Mereka duduk berseberangan. Di luar, hujan mulai berhenti. Tapi dunia di dalam kedai seolah tidak ingin buru-buru mengejar waktu.

"Aku menggambarmu sejak hari pertama kamu buka tirai," kata Adrian, jujur.

Hana hampir tersedak kopinya.

"Kenapa?" tanyanya, lebih penasaran daripada terkejut.

"Karena kamu diam. Tapi tetap kelihatan hidup. Itu… sulit ditemukan."

Hana menunduk pelan, memeluk cangkirnya. Tak ada yang pernah berkata seperti itu padanya. Banyak orang bilang ia pendiam, tertutup, kadang membosankan.

Tapi Adrian… melihat kehidupan dari keheningan.

Pertanyaan yang Tertunda

Saat obrolan mereka mengalir, Hana merasa satu pertanyaan menempel di tenggorokannya, belum sempat ia ucapkan.

"Apa kamu sendirian?"

Bukan sekadar status. Tapi tentang hidup. Tentang jiwanya.

Namun sebelum pertanyaan itu terucap, suara notifikasi dari ponsel Adrian memecah momen.

Ia melihat layar sebentar, dan raut wajahnya berubah.
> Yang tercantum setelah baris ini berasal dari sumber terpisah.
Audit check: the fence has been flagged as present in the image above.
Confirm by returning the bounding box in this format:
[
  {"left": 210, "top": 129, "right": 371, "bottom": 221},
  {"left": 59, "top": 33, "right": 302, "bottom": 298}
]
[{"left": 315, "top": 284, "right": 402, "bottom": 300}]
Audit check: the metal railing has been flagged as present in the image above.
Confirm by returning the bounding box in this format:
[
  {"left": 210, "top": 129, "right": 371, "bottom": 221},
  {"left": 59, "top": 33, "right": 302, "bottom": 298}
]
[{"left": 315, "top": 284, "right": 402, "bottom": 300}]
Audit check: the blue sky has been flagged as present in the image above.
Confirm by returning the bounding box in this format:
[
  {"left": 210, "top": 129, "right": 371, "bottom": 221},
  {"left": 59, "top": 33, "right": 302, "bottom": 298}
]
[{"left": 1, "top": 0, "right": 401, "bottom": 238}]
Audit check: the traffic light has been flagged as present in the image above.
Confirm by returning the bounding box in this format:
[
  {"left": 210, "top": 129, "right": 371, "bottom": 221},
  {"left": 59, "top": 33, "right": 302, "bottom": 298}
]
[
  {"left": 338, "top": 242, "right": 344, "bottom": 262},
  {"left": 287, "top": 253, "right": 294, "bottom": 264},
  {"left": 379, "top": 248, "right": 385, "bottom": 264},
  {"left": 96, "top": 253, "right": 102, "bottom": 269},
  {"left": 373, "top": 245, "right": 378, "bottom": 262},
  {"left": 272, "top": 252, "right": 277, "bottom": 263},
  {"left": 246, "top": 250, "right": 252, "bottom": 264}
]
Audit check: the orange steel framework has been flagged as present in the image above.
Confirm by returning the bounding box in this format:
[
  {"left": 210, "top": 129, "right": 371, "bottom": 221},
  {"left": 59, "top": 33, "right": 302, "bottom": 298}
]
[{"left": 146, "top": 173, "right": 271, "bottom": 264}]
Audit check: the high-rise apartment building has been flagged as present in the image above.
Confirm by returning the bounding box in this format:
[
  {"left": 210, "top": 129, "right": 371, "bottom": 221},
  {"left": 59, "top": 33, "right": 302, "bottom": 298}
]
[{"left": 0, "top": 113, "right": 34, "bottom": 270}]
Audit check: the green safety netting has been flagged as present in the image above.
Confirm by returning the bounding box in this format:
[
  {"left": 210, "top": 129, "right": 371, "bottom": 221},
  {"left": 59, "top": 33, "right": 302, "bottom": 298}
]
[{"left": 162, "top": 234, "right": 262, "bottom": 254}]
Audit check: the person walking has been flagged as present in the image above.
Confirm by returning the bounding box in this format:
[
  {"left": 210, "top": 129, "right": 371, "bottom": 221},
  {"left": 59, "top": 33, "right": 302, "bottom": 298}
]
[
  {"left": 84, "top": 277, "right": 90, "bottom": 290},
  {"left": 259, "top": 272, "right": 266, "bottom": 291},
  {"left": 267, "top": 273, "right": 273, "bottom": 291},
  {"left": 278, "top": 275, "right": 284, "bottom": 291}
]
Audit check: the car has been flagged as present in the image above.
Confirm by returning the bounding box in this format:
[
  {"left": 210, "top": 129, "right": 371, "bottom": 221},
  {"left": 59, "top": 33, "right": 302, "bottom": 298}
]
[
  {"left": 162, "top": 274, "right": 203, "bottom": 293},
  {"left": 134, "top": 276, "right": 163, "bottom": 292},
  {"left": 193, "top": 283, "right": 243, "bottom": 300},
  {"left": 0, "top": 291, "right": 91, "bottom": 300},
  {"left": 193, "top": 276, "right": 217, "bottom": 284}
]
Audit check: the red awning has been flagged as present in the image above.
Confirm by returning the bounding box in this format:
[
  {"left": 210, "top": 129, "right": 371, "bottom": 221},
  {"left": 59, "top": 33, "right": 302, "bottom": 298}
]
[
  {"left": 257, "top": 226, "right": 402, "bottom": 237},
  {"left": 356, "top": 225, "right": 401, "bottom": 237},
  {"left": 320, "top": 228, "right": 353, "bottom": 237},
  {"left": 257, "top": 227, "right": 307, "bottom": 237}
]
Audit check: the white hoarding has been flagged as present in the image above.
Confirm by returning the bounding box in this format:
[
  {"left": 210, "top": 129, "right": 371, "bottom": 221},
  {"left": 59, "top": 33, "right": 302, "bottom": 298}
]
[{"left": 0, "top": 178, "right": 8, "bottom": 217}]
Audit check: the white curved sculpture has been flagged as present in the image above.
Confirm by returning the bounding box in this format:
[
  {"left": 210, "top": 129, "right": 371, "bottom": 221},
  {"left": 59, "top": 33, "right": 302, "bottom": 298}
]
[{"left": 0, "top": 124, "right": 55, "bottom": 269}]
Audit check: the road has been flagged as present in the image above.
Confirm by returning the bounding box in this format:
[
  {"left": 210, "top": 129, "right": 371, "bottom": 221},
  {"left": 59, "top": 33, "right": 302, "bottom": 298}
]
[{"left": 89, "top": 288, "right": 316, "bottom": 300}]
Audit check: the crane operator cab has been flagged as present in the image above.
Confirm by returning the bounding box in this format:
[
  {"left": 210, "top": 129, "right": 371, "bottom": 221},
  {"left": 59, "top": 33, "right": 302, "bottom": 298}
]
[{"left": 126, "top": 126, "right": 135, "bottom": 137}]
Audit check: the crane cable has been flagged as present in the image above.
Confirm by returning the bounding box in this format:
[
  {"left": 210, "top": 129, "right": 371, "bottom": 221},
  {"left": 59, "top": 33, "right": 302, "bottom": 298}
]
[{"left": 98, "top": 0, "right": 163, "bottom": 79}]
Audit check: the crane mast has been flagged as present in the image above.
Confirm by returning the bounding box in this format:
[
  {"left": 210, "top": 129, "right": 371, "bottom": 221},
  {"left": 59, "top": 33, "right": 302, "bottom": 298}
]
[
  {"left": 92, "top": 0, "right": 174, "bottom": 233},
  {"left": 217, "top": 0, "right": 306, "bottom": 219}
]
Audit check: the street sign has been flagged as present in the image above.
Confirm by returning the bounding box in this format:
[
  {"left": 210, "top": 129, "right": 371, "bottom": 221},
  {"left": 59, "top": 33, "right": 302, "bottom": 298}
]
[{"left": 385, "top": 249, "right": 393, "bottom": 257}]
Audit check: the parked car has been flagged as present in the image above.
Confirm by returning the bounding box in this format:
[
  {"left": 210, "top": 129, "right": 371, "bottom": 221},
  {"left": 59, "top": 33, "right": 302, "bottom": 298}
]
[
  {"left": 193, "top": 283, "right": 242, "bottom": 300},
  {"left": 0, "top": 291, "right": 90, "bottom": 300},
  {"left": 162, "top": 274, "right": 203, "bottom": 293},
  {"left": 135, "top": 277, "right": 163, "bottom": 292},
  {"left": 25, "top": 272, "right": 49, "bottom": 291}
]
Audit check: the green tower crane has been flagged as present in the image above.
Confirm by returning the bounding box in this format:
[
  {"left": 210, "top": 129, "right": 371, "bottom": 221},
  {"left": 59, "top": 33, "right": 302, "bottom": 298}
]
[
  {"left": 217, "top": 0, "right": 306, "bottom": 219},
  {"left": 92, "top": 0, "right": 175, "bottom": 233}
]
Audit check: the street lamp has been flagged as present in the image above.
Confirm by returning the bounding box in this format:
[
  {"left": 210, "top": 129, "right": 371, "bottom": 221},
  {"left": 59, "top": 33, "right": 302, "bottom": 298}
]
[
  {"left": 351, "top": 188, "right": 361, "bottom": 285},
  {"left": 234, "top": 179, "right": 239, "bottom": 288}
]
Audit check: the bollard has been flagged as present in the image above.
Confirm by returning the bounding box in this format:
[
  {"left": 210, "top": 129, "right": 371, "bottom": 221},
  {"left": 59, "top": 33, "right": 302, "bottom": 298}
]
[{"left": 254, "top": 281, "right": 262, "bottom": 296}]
Tipis. Tapi cukup jelas bagi Hana.

Adrian berdiri pelan. "Maaf. Aku harus pergi. Tapi… boleh aku kembali besok?"

Hana menatapnya, lalu mengangguk. "Aku akan tetap buka jendela jam tujuh empat belas."

Adrian tersenyum — kali ini dengan sedikit rasa sedih.

"Kalau begitu… aku akan tetap jadi pria yang menggambar dari kejauhan. Tapi semoga, tidak terlalu jauh lagi."